Social care faces an annual funding gap of £2.3bn by 2021 – by which time nearly a million people in the UK will be living with dementia. With no way to slow or stop the diseases that cause dementia, it is set to be the 21st century’s biggest killer.
While the NHS can’t offer people with dementia the same options as for other long-term conditions – because there is no cure or effective medical treatment – people with dementia must rely on the cash-starved and crumbling social care system.

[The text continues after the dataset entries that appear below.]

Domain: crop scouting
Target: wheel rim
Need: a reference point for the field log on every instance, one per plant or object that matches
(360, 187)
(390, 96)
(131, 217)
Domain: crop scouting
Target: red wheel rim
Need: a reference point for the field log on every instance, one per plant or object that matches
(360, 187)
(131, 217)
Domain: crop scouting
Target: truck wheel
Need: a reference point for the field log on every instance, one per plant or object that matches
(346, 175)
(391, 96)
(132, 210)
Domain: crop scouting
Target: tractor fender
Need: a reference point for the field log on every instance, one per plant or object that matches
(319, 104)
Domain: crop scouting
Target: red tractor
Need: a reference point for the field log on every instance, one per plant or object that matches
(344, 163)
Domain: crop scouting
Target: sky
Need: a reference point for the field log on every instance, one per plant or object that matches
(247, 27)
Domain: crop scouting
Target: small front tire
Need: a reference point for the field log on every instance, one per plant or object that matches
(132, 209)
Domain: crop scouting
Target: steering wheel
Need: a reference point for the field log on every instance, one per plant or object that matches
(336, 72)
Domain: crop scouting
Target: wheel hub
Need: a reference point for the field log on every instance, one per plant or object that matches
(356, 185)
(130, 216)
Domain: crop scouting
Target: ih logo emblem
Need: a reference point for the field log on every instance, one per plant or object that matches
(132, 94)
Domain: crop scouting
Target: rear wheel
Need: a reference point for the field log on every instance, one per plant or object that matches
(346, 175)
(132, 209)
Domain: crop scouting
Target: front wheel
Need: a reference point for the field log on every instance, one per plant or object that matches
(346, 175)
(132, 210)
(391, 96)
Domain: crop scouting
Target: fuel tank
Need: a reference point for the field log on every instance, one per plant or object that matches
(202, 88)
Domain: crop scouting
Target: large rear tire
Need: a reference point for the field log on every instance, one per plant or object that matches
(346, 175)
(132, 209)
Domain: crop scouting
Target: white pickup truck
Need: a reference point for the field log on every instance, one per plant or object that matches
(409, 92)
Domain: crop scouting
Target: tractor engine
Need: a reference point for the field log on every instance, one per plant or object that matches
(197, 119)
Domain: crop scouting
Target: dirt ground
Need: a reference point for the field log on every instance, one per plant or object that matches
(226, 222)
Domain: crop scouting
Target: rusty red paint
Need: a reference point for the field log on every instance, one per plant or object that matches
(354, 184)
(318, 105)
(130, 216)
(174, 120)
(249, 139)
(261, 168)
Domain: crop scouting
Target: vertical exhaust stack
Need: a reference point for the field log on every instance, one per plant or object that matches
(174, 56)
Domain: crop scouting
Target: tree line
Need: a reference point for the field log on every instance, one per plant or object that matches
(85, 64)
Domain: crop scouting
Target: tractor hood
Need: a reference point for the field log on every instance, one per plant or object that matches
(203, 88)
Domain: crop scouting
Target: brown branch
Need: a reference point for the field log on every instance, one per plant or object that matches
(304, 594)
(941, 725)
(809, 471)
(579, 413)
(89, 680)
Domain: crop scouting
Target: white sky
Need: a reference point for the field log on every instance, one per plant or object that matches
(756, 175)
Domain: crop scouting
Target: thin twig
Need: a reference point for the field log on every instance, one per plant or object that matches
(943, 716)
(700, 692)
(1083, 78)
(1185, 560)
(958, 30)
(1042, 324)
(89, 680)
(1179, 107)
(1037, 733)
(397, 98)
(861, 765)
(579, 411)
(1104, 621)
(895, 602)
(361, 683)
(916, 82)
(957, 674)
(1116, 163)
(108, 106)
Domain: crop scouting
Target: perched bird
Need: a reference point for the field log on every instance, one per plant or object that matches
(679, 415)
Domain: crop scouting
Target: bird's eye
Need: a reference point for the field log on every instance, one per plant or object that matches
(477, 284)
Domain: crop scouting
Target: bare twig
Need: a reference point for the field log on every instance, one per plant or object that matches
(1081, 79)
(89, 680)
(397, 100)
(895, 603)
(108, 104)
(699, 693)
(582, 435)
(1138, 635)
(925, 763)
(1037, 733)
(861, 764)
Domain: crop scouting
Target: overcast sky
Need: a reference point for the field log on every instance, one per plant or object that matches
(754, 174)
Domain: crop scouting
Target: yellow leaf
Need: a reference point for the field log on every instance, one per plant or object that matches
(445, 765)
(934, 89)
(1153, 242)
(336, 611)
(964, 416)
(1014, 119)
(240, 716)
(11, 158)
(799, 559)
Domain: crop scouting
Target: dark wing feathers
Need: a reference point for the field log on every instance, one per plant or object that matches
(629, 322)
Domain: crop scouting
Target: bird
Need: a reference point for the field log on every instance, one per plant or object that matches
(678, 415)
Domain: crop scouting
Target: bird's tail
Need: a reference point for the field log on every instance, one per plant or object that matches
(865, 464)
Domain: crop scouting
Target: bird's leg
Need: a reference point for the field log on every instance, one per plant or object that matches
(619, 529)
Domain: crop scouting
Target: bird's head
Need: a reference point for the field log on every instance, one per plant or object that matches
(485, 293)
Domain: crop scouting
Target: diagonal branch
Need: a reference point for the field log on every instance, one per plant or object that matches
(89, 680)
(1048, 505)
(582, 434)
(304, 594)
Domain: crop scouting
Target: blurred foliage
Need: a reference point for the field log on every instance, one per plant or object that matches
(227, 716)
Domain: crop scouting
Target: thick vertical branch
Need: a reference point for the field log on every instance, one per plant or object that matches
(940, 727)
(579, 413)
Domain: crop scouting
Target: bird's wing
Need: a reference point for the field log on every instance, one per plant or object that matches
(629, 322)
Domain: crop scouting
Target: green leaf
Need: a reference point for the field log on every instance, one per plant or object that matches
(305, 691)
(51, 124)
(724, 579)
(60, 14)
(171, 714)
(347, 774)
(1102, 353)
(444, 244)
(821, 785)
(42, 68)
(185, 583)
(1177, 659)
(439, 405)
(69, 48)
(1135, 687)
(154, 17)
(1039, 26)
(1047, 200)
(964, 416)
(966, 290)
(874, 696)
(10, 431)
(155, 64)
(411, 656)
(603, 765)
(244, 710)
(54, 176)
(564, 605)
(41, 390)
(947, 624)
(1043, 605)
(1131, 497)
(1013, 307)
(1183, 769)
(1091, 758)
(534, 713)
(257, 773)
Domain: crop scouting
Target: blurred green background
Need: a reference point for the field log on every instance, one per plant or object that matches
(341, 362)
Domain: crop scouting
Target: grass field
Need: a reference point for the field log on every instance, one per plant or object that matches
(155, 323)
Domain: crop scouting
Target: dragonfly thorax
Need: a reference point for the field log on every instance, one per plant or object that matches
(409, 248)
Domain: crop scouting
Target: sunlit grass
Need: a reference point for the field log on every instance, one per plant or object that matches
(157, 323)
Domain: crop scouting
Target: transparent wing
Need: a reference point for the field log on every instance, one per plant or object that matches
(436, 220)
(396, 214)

The social care and dementia crises go hand in hand.
Solving the care crisis goes beyond throwing money at the situation. Funding is desperately needed, of course, but we can’t simply pour more cash into a fundamentally flawed system. After decades of squeezed budgets and successive governments failing to put a long-term plan in place, we have a limited social care offering that too often leaves people with dementia footing the bill.
In the battle to meet rapidly rising demand with ever-shrinking resources, care providers must be as efficient and effective as possible. So why does investment in dementia research heavily focus on a cure for future generations, while less than 5% of funding goes to researching the best care possible for all those affected today?
The need for a cure for dementia is as pressing as ever, but we also need care research to develop practical solutions that can benefit people with the condition and their carers. Improving knowledge and practices among health and social care professionals, as well as the quality and inclusivity of the wider system, is just as important as developing medical treatments.